I can remember very well the disappointment when I first made a pumpkin soup. I was working in a restaurant in the City of London and somehow a pumpkin turned up. Readers from overseas may not appreciate that pumpkins, even now, are a bit of a novelty in England. I don’t remember how I came to be in possession of one but until then the only pumpkins I had seen were Halloween ones – great for carving but nobody ever dreamt of cooking or eating one.
Jean, the restaurant manager, was delirious. He exhaled the words “soupe à la citrouille” with an extraordinary wistfulness. A childhood in Provence, the scent of bougainvillea and oleander and a pot of pumpkin soup simmering gently on the stove all hove into view. Strangely, Jean was not disappointed with the pale yellow pap that I produced from this inspiration. Perhaps the pumpkins in Provence were no more exciting than the watery, pale-fleshed and tasteless example that had provoked this effort.
It was five years, at least, before I made another pumpkin soup. Paul Bocuse, another Frenchman, was my mentor. There was a photograph in his La Cuisine du Marché of a whole pumpkin in which the master had made his soup. All you had to do was cut a hole in the top, remove the seeds, replace them with a mixture of fried croutons, Gruyère cheese and double cream, bake for three hours and take it to the table. With a mere flick of the whisk, averred Maitre Paul, the interior would turn into the most silky and delicious soup. I decided to make it at my next dinner party.
It was better than the first attempt. The aroma of baked pumpkin pervaded the house delightfully. I brought the pumpkin to the table in triumph, ignoring a telltale sag in one corner and a gentle fissure of molten cheese and cream that seeped on to the baking tray.
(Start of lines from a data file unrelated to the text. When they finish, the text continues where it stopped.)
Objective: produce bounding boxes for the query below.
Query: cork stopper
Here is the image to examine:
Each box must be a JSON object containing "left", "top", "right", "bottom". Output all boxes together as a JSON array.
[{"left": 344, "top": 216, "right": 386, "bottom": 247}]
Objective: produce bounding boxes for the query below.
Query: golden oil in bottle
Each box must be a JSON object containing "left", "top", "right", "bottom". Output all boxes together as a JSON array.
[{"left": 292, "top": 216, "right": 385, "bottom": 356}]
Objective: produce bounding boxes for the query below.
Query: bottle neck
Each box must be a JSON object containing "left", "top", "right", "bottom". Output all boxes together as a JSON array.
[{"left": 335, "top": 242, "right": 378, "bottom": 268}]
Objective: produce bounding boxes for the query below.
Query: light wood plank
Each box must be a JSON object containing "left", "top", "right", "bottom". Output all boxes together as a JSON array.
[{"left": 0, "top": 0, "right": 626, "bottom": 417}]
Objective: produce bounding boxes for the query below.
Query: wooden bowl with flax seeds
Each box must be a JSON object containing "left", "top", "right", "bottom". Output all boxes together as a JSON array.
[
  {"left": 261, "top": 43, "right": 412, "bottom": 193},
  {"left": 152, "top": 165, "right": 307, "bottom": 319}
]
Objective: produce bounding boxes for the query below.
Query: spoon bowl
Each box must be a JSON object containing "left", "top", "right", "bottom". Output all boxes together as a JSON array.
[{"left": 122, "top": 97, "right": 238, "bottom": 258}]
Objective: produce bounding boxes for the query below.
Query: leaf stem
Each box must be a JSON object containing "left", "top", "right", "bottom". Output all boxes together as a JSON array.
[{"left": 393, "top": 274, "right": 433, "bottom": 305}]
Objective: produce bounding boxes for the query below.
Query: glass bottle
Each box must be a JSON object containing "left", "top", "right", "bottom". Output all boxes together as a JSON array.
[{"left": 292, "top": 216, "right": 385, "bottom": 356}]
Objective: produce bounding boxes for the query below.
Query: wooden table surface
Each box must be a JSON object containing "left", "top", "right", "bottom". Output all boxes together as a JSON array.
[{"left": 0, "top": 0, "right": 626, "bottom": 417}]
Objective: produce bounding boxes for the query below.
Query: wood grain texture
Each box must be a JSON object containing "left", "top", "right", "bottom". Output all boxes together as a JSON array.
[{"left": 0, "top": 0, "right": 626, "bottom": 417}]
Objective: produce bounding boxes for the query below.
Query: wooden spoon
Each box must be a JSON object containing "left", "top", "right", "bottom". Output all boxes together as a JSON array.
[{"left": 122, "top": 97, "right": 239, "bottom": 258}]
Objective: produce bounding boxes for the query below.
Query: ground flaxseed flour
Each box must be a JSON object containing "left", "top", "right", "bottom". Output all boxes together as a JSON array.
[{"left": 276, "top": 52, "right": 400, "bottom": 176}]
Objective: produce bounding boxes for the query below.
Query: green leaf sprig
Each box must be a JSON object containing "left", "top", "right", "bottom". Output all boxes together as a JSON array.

I lifted the lid, whisked the pulp into the volcanic mass and attempted to ladle out what could laughingly be called a soup. The sagging became a general collapse. I transferred the contents to a saucepan and we persevered, eating a curds-and-whey-like mixture of rind, lumps of pumpkin and a gloopy mass that was all perfectly delicious but not quite what was intended.
Over the past 20 years, pumpkins have got better and better – Blue Hubbard, with pale green skin and deep orange flesh, is my favourite but Ironbark is close behind – and I have become more adept when confronted with a collapsing pumpkin. I have made the soup since and perfected my technique with the artful use of aluminium foil. The recipe is in my book, No Place Like Home. For the less adventurous, here is a recipe for a comforting but luxurious soupe à la citrouille, minus the oleander.
Rowley Leigh is chef at Kensington Place, London. His book ‘No Place Like Home’ (Fourth Estate) is now available in paperback.
More columns at www.ft.com/leigh
Pumpkin soup with croutons and Gruyère
Try to get Gruyère, or permissibly Emmenthal, as no other cheese will have that fondue-like stringiness and richness. A substantial soup for six.
1 stalk of celery
2 cloves of garlic
1 teaspoon chopped fresh ginger
Large pinch of nutmeg
4 slices sandwich bread
100g Gruyère cheese
*Slice the onions, celery and garlic. Melt a knob of butter in a heavy saucepan and add the vegetables, stewing them gently for five minutes until they start to soften. Peel the pumpkin and cut it into small chunks before adding to the pan. Add the ginger, the nutmeg, some milled pepper and a good pinch of salt. Cover with cold water - use chicken stock if you prefer soup with a meatier flavour - and bring to the boil. Turn the heat down to the gentlest of simmers and cook for 40 minutes.
*Remove the crusts from the bread and cut the slices into neat cubes of slightly less than a centimetre. Melt all the remaining butter in a frying pan - I know this seems a huge amount but the butter will clarify and much will be saved at the end. Add the bread and turn up the heat. Turn the croutons constantly in the pan and continue to fry them a good golden brown before draining in a sieve over a bowl to catch the butter which will be perfect for frying potatoes or a myriad other uses.
*When the pumpkin is perfectly tender, ladle the soup into a liquidiser and blend to an absolutely velvety smoothness. Reheat gently in a clean pan. Check the seasoning and dilute with a little hot water if necessary, although the soup should be quite thick. Serve piping hot, together with bowls of the croutons and of finely grated Gruyère.